Google has unveiled its comprehensive security strategy for the upcoming agentic features in Chrome, designed to allow the browser to perform tasks like shopping or booking tickets autonomously. As AI-driven browsing gains traction, these capabilities introduce significant security risks, including potential data exposure and financial loss. The company plans to roll out these features in the coming months, utilizing a multi-layered defense system to protect user integrity.
The “User Alignment Critic”
To ensure AI agents act in the user’s best interest, Google has implemented a “User Alignment Critic” powered by Gemini. This model acts as a supervisor, scrutinizing the strategies proposed by the planner model before any action is executed. If the critic determines a task does not align with the user’s stated goal, it forces the planner to recalibrate. Notably, this oversight process relies solely on action metadata, ensuring the critic model does not access the actual content of the web pages being navigated.
Restricting Data Access with Agent Origin Sets
Google is deploying “Agent Origin Sets” to prevent AI agents from interacting with untrustworthy or disallowed sites. By restricting the model to specific “read-only” and “read-writeable” origins, the browser limits the threat vector for cross-origin data leaks. For example, during a shopping task, the agent is permitted to read product listings but is barred from interacting with banner ads. Furthermore, the browser can prevent sensitive data from being sent to the model entirely if it falls outside the designated readable set.
Advanced Navigation and Human-in-the-Loop Controls
Security is further bolstered by an observer model that monitors page navigation, blocking attempts to access harmful URLs generated by other models. Beyond automated safeguards, Google is prioritizing human oversight for high-stakes actions:
- Sensitive Sites: Navigation to banking or medical portals triggers an immediate user confirmation prompt.

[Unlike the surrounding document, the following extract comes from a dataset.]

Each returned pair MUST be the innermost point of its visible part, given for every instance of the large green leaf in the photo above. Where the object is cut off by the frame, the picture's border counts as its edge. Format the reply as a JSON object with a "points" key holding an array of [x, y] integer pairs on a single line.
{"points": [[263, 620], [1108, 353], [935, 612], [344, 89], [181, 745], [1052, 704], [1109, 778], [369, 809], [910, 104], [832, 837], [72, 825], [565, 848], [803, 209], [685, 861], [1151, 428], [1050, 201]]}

- Credential Security: Chrome will request explicit permission before accessing the password manager; the agent itself never gains direct access to stored password data.

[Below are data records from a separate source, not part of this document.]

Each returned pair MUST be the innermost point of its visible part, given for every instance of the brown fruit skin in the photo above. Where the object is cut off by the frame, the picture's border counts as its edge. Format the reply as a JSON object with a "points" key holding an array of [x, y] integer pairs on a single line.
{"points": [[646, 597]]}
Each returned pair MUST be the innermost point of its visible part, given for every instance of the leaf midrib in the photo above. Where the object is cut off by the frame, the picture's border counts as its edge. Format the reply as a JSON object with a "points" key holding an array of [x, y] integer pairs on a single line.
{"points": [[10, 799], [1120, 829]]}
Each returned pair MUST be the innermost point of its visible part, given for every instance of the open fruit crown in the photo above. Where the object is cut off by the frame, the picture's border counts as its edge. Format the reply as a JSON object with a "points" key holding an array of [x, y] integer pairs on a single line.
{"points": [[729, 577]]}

- Transaction Approval: Users must manually authorize purchases and message transmissions.
Industry-Wide Focus on AI Safety
Google is also integrating a prompt-injection classifier to neutralize malicious commands and is conducting rigorous testing against adversarial attacks developed by researchers. This focus on browser security is becoming an industry standard, with competitors like Perplexity recently releasing open-source content detection models specifically aimed at preventing prompt injection attacks against AI agents.